The last full trading session of 2024 is already underway, as both the US bond market and New York Stock Exchange will observe an early close on New Year’s Eve. Low liquidity, confusion about the outlook and range-trading have characterized the last few sessions of the year, with the dollar giving back only a tiny fraction of its post-Fed gains against the euro.

The euro cannot catch a break, as there is a plethora of negative news regarding the eurozone. Germany is preparing for the February general election, with political tensions rising exponentially following the recent terrorist attack on a Christmas market and Elon Musk’s opinion in favour of the AfD party. Meanwhile, Ukraine is preparing to restrict the flow of Russian gas, provoking ire from its neighboring countries like Slovakia, which are still using Russian oil and gas, potentially threatening the flow of economic and military assistance from the bloc.

Stocks are probably not enjoying uncertainty at this stage 

Stock indices probably had the most interesting week, managing to withstand Friday’s weakness to finish in the green on a weekly basis. The debt ceiling story has returned to the spotlight, with the US 10-year yield climbing to 4.6%, the highest level since May 2024. President-elect Trump has already talked about abolishing this limit. While this is slightly far-fetched considering the US Constitution, some legal experts point to loopholes that could be exploited, if needed, by Trump.
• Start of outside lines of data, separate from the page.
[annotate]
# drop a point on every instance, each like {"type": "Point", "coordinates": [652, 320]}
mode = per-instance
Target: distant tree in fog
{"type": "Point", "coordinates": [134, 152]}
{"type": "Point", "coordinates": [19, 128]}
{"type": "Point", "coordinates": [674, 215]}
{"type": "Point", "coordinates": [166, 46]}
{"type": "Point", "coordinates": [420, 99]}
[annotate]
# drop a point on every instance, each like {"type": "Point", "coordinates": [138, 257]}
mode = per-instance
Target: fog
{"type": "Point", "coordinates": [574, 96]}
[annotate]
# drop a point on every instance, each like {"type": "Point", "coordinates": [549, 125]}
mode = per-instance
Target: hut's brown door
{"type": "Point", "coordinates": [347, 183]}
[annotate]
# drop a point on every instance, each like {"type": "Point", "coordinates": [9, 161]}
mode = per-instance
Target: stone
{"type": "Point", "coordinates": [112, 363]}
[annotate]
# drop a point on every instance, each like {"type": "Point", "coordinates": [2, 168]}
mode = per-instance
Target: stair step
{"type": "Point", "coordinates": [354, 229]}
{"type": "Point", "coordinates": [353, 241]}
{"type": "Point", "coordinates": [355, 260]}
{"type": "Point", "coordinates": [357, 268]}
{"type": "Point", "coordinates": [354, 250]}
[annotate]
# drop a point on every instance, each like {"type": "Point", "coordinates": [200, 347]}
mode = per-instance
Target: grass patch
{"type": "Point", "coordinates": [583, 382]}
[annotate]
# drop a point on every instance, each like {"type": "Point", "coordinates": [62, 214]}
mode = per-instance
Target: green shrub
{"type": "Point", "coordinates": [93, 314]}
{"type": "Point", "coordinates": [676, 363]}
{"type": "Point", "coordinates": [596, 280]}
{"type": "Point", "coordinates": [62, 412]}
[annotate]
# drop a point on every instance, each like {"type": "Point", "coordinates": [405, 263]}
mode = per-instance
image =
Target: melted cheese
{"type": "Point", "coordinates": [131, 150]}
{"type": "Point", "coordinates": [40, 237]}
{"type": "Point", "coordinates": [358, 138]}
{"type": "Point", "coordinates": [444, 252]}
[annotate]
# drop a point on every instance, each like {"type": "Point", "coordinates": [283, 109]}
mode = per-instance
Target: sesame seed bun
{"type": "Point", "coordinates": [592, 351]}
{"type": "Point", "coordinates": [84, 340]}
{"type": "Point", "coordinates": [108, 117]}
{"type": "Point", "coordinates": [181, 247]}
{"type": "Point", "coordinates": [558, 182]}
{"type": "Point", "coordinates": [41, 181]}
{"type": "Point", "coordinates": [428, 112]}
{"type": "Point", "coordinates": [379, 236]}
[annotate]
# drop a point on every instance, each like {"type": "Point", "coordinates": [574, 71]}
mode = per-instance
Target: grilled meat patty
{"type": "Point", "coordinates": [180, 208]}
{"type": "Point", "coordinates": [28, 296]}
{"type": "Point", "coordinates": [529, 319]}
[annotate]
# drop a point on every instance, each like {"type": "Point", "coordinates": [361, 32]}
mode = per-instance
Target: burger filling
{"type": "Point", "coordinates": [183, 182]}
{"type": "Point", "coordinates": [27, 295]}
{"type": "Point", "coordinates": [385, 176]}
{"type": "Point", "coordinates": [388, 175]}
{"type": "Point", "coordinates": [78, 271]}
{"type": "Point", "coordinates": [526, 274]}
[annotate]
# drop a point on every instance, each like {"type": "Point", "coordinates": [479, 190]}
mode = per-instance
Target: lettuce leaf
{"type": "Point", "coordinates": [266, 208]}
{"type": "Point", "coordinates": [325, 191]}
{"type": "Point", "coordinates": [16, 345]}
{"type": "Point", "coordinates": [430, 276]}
With most senior market participants on holiday, leaving the juniors in charge of the trading desk with strict orders to do as little as possible amidst a very challenging period, the low liquidity environment is expected to persist in today’s session. The calendar is light today, with some US data such as the December Chicago Purchasing Managers’ index and the November pending home sales potentially generating a few pips’ worth of moves in the FX space.

Yen underperformance continues

Meanwhile, the yen remains under pressure, with dollar/yen hovering slightly below the 158 level. Despite a solid set of Japanese data lately, such as last Friday’s Tokyo CPI and retail sales data, the market is once again testing the patience of Japanese officials, with Finance Minister Kato responding with a barrage of verbal interventions on Friday. As a guide, in April, the first intervention of 2024 took place when dollar/yen traded aggressively above the 158 level.

Gold trades sideways, bitcoin tests recent lows

Gold has been trading sideways lately, hovering between the 50- and 100-day simple moving averages, and thus pointing to an almost perfect balance between buyers and sellers. This price action is essentially revealing the lack of appetite for any sizeable positioning in the market.

The same cannot be said for the crypto market, which continues to suffer from extensive profit-taking. Bitcoin is trading a tad below $94k, almost $15k below its all-time high, with the remaining major cryptocurrencies suffering greater losses. Bitcoin remains, though, around 40% above its pre-US presidential election level, and around 120% up in 2024, making it one of the strongest years in its history.